Василий Аксенов обращался к современникам не с готовым словом. Он импровизировал, искал общий язык.
Фото Евгения Зуева (НГ-фото)
Совет на все случаи жизни: копай глубже. Не ровен час, докопаешься до чего-нибудь интересного. До подлинной правды. Кстати, об этой последней и о подлинности: многие филологи полагают, что слово сие происходит от «подлинника» – длинного шеста, коим в старину пытали, дабы выбить правду. Что ж, многозначительный контекст для нашей работы познания.

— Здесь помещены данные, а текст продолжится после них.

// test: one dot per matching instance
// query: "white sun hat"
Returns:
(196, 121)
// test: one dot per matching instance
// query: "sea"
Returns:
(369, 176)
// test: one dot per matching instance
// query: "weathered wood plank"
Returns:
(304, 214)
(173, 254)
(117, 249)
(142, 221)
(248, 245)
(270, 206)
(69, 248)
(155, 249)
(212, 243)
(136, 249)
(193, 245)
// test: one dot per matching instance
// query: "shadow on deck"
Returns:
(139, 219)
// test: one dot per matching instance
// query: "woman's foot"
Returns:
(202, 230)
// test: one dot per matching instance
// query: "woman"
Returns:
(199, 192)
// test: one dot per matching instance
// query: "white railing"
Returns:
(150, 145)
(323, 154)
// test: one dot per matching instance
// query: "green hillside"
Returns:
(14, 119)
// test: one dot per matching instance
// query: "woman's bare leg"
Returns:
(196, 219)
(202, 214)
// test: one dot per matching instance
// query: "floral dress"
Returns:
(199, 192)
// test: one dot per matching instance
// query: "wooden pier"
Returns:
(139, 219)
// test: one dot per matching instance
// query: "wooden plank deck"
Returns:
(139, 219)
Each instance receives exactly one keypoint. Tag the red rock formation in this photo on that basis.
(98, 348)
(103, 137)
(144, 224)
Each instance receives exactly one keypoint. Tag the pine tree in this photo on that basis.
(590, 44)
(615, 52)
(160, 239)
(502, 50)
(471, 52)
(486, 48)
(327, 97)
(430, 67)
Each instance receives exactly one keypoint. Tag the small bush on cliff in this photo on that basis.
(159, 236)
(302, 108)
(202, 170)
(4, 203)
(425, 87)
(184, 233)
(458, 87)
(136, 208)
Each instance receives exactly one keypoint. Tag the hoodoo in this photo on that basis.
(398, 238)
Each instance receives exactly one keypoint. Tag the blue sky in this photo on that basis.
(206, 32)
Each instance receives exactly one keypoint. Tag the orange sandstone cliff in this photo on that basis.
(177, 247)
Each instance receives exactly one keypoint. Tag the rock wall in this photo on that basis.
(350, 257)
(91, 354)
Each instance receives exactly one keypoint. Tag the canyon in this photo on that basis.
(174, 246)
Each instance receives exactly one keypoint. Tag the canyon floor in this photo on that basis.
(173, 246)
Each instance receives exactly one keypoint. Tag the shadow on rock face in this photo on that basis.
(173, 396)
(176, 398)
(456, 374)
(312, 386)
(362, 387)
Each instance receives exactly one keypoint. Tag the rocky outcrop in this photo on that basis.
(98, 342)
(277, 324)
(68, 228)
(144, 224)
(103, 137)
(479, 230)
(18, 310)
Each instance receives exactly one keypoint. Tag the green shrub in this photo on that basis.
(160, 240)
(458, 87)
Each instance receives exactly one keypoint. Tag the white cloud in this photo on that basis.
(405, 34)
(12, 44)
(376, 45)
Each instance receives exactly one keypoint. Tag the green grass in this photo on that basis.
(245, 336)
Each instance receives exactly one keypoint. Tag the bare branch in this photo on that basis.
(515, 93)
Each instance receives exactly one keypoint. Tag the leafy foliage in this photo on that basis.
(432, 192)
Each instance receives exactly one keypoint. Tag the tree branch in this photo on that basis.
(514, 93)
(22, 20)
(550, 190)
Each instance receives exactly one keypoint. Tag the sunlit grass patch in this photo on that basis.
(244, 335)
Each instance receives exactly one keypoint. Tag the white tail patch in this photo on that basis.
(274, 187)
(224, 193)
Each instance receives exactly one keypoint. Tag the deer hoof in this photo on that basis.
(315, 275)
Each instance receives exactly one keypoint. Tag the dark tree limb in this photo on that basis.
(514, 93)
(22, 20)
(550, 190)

В естественных науках дело обстоит именно что естественно и более-менее терпимо. Английский математик Томас Симпсон, родившийся 20 августа 1710 года (ум. 1761), сделал проще и удобнее вычисление синусов и косинусов, вывел формулы приближенного интегрирования и другие методы, используемые тогда, когда точное, окончательное знание недостижимо. И сегодня же день рождения шведского химика Йёнса Якоба Берцелиуса (1779–1848), который доказал, что атомные веса элементов – не целые числа. Здесь тоже маячит приблизительность. Я знаю то, что я ничего не знаю...

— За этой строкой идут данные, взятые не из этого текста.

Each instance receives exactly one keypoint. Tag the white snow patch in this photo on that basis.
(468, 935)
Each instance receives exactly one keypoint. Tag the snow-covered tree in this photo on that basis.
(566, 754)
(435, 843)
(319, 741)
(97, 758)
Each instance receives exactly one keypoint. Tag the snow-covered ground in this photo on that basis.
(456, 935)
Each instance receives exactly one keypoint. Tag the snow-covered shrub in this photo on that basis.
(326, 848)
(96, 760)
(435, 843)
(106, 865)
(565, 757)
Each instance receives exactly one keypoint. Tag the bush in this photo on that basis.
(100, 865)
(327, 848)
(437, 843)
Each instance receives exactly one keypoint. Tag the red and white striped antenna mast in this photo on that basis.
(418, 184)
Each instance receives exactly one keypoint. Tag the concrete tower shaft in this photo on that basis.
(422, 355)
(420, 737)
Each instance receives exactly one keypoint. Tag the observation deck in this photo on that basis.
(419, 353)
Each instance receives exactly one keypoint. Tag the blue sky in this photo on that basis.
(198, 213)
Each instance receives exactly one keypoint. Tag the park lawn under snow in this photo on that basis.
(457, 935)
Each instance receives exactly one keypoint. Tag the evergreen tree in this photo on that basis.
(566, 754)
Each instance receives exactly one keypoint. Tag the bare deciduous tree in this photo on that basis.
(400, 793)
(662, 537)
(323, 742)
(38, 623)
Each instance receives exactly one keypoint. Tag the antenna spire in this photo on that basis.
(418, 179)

Когда же мы стремимся к последней прямоте и/или правде, и не где-нибудь, а в понимании нас самих и мироустройства, – вполне вероятен шок. Так произошло со знаменитым французским поэтом Шарлем Бодлером, на которого (и на его издателя) 20 августа 1857 года суд наложил штраф за сборник стихов «Цветы зла»: там усмотрели «непристойность», «оскорбление общественной нравственности». Актуально звучит, да? У Бодлера отказ от традиционных табу был естественным спутником ощущения полноты жизни. Той самой – двусмысленной по своей природе – подлинности.

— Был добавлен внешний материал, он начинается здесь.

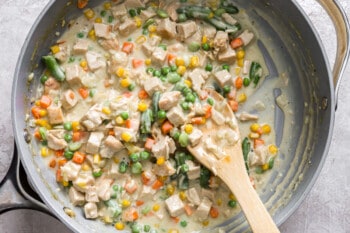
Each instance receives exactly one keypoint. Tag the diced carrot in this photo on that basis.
(136, 63)
(143, 94)
(83, 92)
(78, 157)
(234, 105)
(36, 112)
(166, 127)
(239, 83)
(149, 144)
(157, 184)
(214, 212)
(236, 43)
(45, 101)
(127, 47)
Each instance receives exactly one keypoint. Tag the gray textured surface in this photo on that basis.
(325, 209)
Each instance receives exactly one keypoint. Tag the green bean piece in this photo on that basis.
(55, 69)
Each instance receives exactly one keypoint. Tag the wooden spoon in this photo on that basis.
(231, 166)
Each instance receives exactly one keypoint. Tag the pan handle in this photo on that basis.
(342, 28)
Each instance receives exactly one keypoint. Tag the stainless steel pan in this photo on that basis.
(285, 35)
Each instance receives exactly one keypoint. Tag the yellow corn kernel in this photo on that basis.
(182, 195)
(254, 127)
(170, 189)
(125, 203)
(161, 160)
(181, 70)
(152, 28)
(107, 5)
(44, 151)
(142, 107)
(156, 207)
(126, 136)
(55, 49)
(242, 98)
(273, 149)
(240, 62)
(266, 129)
(148, 62)
(240, 54)
(188, 83)
(179, 62)
(119, 226)
(98, 20)
(138, 21)
(188, 128)
(89, 13)
(125, 82)
(194, 61)
(141, 39)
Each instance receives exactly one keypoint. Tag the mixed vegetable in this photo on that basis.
(124, 94)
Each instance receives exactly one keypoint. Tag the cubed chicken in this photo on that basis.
(167, 28)
(81, 46)
(175, 206)
(102, 30)
(223, 77)
(73, 74)
(203, 209)
(55, 140)
(76, 198)
(186, 29)
(169, 100)
(94, 142)
(90, 210)
(69, 99)
(55, 114)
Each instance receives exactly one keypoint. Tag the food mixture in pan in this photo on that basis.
(124, 94)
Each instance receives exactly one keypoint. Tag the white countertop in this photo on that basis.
(326, 209)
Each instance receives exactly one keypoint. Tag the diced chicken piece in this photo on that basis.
(176, 116)
(69, 99)
(81, 46)
(186, 29)
(167, 28)
(94, 60)
(127, 27)
(193, 196)
(119, 10)
(55, 140)
(245, 116)
(195, 137)
(246, 37)
(166, 169)
(229, 55)
(152, 85)
(70, 170)
(223, 77)
(94, 142)
(229, 19)
(175, 206)
(203, 209)
(55, 114)
(217, 117)
(194, 171)
(221, 40)
(90, 210)
(73, 74)
(158, 55)
(169, 100)
(102, 30)
(76, 198)
(91, 194)
(146, 14)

Правда двусмысленна, а человек, наверное, двойственен. Политика – тем паче. Скажем, бельгийский писатель Шарль Теодор Анри де Костер, появившийся на свет 20 августа 1827 года (ум. 1879), в романе «Легенда об Уленшпигеле» сделал персонажа народных сказаний главным и любимым героем, борцом за независимость страны. Ну что ж, правое дело не остается безнаказанным. В Европе утвердился и устоялся мир суверенных государств. Во Франции, в Третьей республике, одним из виднейших политических лидеров был Раймон Пуанкаре, который родился 20 августа 1860 года (ум. 1934). Ему выпало находиться на президентском посту как раз тогда, когда началась Первая мировая война. И войну он объявил со всею решимостью, оправдав уже заработанное к тому времени прозвище Пуанкаре-война. Либеральный политик и притом патриот до мозга костей – Бог ему судья.
Странные параллели – вернее, перпендикуляры – обозначает иной раз календарь: грани человеческой природы – как на ладони. Нынче по соседству две русские женщины-однофамилицы, связанные с литературой. Старшая, Надежда Львова, родилась в 1891 году, еще в гимназии вошла в подпольную большевистскую организацию, а в 1911-м начала печататься как поэтесса. Одновременно познакомилась с Валерием Брюсовым, и у них начался роман. Из-за романа этого Надежда Львова застрелилась в 1913 году. Мрачная история. А если в зеркало заглянуть?
Там младшая Львова – Ксения (1897–1968). Автор очерков о жизни советской деревни, повести «На лесной полосе», действие которой происходит в колхозе, называющемся, ясен пень, «Ясный путь». Но громкую известность принес Ксении роман «Елена» – апофеоз сентиментальной красивости о личной жизни советской женщины. Книга эта стала апофеозом пошлости, который, впрочем, дозволялось критиковать...
Вскоре пришли иные времена с новой литературной формацией. 20 августа исполняется 80 лет со дня рождения сына другой пишущей женщины – Евгении Гинзбург, автора «Крутого маршрута». Я говорю о Василии Аксенове (ум. 2009). Начало было шумное, по тогдашним понятиям вызывающее – вплоть до эпатажа. И, как видится теперь, цельную личность искать в Аксенове вряд ли стоит. Он – соединение или, вернее, смешение самых разных слоев, никак не гармонирующих между собою. Биография человека из семьи жертв. Раннее знание. И какое-никакое жизненное благоустройство. Потом, на переломе от 70-х к 80-м, – новая опала, эмиграция. И попытки – с переменным успехом – понять и уместить в сознании новую, постсоветскую Россию...
В одном раннем рассказе, написанной в набоковском ключе «Победе», гроссмейстер играет со случайным дорожным спутником – и проигрывает. Причем такие истории у него уже не в первый раз. Имел ли в виду Аксенов себя? Отчасти, может быть. Но сегодня хочется сказать о другом. Многие говорят о джазовой природе аксеновского таланта, и спорить с этим не приходится. Но кто знает, чего больше в этой джазовой импровизации? Свободной игры – или безнадежных поисков выхода для своей речи, общего языка со своими современниками?
Нам вряд ли удастся до конца это постигнуть.